Introduce planner_multi_t #349

dongahn · 2018-05-26T07:27:13Z

This PR is still experimental: I thought I should post this now as I will be busy with travel for awhile.

This PR mainly addresses a minimum time resource tree problem within the planner layer. This reverse search tree is designed to satisify a query like "when is the earliest scheduled point at which I can schedule n amounts of resources" in O(lg N) time. However, this advanced algorithm only works when it deals with a single resource type and doesn't work correctly when it deals with multiple resource types.

In response, this PR limits the planner layer such that that it only manages a single resource type. Instead, it adds planner_multi_t layer to handle multiple resources. It also adjusted the rest of the resource code for this change.

Finally a bunch of test cases has also been added.

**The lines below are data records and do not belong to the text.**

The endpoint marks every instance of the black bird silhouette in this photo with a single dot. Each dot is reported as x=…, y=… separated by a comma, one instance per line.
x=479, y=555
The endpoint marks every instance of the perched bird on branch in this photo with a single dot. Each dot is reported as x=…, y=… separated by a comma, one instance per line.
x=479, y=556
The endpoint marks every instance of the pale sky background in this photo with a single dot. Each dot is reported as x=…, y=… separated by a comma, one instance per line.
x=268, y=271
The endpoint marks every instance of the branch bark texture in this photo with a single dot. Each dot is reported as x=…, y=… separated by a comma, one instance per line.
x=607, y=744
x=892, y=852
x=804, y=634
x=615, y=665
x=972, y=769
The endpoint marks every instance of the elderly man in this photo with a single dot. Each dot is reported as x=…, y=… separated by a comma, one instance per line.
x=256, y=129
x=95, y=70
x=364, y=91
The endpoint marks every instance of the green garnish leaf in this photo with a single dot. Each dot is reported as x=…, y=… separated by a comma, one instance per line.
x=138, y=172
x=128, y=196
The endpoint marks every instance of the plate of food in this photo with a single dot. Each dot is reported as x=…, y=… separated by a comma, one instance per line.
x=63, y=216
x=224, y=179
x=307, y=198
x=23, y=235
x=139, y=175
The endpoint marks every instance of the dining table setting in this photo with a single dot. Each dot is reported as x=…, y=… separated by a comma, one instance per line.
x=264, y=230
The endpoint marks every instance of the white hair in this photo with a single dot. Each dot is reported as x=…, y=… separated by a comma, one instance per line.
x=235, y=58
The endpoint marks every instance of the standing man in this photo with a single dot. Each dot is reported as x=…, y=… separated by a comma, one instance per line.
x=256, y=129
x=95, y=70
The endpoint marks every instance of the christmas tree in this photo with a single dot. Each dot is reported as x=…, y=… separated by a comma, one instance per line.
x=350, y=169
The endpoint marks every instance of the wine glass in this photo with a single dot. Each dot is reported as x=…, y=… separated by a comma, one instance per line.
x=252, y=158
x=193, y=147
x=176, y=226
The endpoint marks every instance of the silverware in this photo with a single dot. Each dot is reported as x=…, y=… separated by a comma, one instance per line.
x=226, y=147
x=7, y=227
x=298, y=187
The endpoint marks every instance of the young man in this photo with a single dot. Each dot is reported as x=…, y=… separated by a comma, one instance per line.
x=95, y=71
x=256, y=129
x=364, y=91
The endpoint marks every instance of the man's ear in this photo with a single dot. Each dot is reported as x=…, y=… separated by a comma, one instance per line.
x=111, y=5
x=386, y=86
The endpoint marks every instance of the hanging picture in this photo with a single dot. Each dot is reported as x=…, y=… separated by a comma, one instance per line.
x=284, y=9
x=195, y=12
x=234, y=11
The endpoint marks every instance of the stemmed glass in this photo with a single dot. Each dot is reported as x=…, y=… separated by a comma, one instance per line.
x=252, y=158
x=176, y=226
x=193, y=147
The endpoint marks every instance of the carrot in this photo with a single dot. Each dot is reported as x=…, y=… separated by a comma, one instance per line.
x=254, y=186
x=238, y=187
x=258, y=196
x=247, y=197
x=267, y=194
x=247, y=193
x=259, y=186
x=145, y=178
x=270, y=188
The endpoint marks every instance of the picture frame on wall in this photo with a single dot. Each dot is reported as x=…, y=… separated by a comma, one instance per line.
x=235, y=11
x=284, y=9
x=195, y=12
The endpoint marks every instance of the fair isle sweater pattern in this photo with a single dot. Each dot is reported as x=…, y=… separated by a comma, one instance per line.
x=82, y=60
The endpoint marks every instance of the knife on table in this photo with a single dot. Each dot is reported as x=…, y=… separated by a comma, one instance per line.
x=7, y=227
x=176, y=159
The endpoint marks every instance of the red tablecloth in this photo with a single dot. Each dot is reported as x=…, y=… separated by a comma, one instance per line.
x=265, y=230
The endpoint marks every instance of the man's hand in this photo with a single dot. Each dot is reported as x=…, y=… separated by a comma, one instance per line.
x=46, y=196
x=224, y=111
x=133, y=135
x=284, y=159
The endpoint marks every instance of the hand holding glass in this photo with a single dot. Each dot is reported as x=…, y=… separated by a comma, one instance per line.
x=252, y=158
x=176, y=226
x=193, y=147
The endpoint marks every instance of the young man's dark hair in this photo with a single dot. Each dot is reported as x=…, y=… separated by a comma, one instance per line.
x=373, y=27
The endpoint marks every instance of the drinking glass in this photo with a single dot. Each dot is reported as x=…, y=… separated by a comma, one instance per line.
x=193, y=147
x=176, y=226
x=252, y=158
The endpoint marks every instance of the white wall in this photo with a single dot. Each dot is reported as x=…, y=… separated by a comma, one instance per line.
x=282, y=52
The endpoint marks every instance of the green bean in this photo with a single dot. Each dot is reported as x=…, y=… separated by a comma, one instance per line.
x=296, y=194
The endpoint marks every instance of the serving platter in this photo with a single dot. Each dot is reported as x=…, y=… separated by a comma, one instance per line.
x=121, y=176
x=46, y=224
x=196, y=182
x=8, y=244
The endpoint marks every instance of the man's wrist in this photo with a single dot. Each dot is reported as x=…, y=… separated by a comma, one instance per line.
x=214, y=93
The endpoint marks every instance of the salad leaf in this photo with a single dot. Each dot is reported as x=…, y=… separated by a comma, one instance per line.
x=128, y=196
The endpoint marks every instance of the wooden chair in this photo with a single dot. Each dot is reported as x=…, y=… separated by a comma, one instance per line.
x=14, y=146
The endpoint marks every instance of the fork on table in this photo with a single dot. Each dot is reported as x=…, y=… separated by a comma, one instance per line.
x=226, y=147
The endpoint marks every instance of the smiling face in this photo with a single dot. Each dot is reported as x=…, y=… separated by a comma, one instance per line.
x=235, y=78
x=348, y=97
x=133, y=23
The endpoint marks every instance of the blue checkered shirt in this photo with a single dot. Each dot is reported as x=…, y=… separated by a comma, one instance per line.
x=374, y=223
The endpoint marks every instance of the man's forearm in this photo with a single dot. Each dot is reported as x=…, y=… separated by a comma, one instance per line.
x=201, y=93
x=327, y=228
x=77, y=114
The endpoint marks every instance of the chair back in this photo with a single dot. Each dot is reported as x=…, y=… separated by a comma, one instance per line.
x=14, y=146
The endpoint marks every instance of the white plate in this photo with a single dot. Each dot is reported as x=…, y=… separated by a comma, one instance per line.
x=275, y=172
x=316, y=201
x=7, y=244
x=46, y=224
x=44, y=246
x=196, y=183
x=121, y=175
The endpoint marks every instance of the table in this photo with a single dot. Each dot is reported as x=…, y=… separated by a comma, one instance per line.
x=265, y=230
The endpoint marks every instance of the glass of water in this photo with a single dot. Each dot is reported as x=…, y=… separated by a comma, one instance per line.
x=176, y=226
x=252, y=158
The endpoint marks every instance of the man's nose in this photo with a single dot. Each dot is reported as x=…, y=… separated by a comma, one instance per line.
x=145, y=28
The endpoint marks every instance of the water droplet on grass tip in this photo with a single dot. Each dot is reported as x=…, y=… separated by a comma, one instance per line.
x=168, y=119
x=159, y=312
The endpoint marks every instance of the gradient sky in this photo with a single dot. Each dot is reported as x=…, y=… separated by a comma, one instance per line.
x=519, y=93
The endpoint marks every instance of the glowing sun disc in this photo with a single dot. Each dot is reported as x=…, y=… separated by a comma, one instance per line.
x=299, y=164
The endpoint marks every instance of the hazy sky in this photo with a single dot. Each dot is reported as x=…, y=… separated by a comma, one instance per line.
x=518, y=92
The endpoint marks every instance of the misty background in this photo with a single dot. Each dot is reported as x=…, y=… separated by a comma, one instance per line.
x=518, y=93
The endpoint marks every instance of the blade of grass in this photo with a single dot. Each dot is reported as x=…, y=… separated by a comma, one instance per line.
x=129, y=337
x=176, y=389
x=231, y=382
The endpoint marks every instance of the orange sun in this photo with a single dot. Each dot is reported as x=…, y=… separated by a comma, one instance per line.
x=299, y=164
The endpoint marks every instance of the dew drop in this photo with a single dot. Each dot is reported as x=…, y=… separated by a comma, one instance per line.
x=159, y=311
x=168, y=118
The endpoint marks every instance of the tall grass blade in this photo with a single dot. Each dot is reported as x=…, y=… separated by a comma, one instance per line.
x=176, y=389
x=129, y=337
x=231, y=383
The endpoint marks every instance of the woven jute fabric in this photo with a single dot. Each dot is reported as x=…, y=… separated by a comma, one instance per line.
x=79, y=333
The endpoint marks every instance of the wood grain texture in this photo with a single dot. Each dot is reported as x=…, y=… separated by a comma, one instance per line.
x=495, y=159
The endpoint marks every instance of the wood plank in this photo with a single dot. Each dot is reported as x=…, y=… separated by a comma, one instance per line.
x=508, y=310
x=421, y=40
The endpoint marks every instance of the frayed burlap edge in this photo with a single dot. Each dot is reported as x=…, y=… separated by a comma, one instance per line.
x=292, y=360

When I circle back to this, I will do further cleanup and tighten some loosen ends to ensure correctness for a few more corner cases.

codecov-io · 2018-05-26T07:44:35Z

Codecov Report

Merging #349 into master will not change coverage.
The diff coverage is n/a.

@@           Coverage Diff           @@
##           master     #349   +/-   ##
=======================================
  Coverage   73.35%   73.35%           
=======================================
  Files          59       59           
  Lines        9829     9829           
=======================================
  Hits         7210     7210           
  Misses       2619     2619

Continue to review full report at Codecov.

Legend - Click here to learn more
Δ = absolute <relative> (impact), ø = not affected, ? = missing data
Powered by Codecov. Last update b89717f...6448e7f. Read the comment docs.

coveralls · 2018-05-26T07:44:48Z

Coverage increased (+0.6%) to 75.421% when pulling 6448e7f on dongahn:planner_fix into b89717f on flux-framework:master.

dongahn · 2018-07-05T20:46:12Z

@SteVwonder and I discussed this. We will try to land this with a minimal amount of work so that @SteVwonder can start to integrate the hwloc reader into the new graph-based infrastructure.

SteVwonder · 2018-07-05T21:38:19Z

@dongahn can you rebase onto master? I can merge afterwards.

Also, you mentioned in the PR description

When I circle back to this, I will ... tighten some loosen ends to ensure correctness for a few more corner cases.

Do you happen to remember what those corner cases were? If so, can you document them in an issue so that we do not forget to circle back around to them?

dongahn · 2018-07-05T21:39:09Z

Yes, I will do those. Thanks!

dongahn · 2018-07-06T04:30:09Z

@SteVwonder: OK. I did rebase this to the upstream master. I think the main thing was to change some method names in traverser classes and etc to increase readability and add generally more testing. Both can come later.

f99c21e is so that users can program prune filters more effectively. But this can also come much later.

Perhaps I can change this commit as "add a placeholder command line option" This way, completing this functionality by me don't have to be in the way of your progress.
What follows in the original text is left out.